In a stock sale, the buyer acquires the target company’s stock directly from the selling stockholders, thus the buyer indirectly acquires all of the target company’s assets, rights, and liabilities. Sellers often prefer to sell stock since they are not left with any contingent liabilities. In addition, sellers typically receive better tax treatment when selling stock as opposed to assets.

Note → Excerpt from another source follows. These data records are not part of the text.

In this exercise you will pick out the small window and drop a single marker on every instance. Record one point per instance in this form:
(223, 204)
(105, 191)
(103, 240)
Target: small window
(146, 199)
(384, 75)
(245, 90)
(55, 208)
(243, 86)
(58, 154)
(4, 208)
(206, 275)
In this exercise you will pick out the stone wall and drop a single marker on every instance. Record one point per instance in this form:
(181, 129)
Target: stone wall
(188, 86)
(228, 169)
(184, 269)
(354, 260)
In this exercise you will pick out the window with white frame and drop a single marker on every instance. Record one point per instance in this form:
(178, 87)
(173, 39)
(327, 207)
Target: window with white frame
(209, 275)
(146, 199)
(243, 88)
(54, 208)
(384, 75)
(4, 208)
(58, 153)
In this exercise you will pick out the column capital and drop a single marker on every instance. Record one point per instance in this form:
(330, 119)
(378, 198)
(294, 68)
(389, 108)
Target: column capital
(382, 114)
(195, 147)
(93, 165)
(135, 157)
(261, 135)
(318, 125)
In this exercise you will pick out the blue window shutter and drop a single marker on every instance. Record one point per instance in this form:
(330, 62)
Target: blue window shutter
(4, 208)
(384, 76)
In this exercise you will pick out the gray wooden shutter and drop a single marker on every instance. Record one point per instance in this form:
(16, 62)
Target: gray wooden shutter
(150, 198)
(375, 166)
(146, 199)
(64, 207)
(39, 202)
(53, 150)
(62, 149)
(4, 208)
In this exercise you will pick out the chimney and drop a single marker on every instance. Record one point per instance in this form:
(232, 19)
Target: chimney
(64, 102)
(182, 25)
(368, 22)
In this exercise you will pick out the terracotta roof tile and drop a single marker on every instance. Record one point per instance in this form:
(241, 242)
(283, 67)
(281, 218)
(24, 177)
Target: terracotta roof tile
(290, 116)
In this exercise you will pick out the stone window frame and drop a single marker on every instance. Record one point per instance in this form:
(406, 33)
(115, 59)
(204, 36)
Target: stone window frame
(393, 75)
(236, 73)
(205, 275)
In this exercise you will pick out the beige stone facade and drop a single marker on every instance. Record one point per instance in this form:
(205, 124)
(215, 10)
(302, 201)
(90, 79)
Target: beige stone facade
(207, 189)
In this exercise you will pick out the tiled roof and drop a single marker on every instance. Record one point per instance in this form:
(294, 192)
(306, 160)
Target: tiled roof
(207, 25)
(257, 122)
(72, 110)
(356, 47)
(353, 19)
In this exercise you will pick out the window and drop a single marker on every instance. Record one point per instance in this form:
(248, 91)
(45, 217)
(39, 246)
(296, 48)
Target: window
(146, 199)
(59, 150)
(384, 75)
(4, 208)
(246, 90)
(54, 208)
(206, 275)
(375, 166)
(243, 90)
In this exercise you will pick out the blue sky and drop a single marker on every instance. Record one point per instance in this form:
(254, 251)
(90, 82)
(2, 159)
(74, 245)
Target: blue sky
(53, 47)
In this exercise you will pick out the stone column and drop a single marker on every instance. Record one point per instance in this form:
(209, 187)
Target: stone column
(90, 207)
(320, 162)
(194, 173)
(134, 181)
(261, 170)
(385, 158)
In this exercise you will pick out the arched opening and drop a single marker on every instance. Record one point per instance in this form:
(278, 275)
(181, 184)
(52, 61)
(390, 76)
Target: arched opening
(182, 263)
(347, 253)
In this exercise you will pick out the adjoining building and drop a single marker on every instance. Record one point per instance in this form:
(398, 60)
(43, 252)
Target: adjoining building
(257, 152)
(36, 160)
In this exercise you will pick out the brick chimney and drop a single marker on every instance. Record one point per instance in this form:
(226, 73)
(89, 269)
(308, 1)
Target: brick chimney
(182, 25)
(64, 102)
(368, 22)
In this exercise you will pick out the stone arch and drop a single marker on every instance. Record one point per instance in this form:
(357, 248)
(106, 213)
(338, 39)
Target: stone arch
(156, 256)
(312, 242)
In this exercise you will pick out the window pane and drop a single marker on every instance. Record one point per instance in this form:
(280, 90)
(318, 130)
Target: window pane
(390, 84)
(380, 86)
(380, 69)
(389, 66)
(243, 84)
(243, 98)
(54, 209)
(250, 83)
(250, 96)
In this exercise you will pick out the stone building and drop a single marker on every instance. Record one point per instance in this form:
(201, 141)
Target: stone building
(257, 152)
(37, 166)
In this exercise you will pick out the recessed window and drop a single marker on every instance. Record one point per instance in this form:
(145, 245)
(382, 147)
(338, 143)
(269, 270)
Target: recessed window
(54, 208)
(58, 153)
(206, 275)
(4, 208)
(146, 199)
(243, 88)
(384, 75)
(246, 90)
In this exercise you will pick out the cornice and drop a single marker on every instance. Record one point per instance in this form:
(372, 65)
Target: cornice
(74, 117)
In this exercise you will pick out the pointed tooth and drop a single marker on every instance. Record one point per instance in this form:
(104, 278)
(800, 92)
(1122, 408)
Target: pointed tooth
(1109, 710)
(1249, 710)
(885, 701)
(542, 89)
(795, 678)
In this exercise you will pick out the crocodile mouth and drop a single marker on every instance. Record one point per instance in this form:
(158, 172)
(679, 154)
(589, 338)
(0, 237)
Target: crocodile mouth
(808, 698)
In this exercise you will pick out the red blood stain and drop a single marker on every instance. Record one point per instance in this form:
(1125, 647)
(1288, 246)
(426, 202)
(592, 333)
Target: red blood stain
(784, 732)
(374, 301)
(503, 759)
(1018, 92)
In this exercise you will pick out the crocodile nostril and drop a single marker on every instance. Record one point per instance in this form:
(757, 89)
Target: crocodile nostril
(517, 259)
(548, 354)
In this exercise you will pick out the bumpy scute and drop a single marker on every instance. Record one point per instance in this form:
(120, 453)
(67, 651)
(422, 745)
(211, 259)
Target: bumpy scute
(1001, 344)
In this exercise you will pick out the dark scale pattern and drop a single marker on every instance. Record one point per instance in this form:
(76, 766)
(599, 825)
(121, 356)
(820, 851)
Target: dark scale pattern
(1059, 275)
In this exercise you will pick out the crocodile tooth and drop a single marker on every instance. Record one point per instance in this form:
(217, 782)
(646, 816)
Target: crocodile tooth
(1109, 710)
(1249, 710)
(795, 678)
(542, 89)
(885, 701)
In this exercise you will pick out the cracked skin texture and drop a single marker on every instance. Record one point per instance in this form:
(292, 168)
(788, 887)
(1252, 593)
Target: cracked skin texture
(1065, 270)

A merger is a stock acquisition in which two companies combine into one legal entity. The surviving entity assumes all assets, rights, and liabilities of the non-surviving entity. Mergers sometimes require less than unanimous consent from the target company’s stockholders while still allowing the buyer to obtain 100% of the stock, which provides an advantage over a stock acquisition (where usually all of the stockholders must agree to sell). A merger is therefore a good choice for buyers that want to acquire a going concern that has many stockholders, especially when some of them may be opposed to selling their stock. However, the corporate laws of most states provide that dissenting stockholders to a merger can petition the court to force the buyer to pay them “fair value” for their shares. This process often adds additional time, complexity, and expense to a merger.
Definitive Agreements, Continued Due Diligence, and Closing
Once you have a signed LOI, the buyer’s counsel usually provides proposed drafts of the purchase agreement and other important transaction documents. The purchase agreement is the primary transaction document, and it describes what is being sold, details the sale process, and lays out the liabilities and obligations of the parties. The purchase agreement is usually heavily negotiated over 1-2 months and sometimes longer, depending on the complexity of the transaction and the parties’ respective willingness to compromise.
While the parties are negotiating the purchase agreement and other transaction documents, the buyer continues its due diligence of the target company. The buyer may use certain information it discovers in the due diligence process to negotiate contractual protections (such as indemnification) in the purchase agreement or to adjust the purchase price.
There is often a period of time between signing the purchase agreement and closing. This may be for legal or practical reasons. For example, the parties may need to obtain regulatory and/or third-party consents for the transaction, but they may not want to pursue such consents until they have a signed purchase agreement.
Purchase agreements for M&A transactions are usually lengthy and complex documents. Your legal counsel can help you understand your rights and obligations under the purchase agreement and help you negotiate a fair and reasonable agreement so that you can minimize your liability and hold on to your sale proceeds.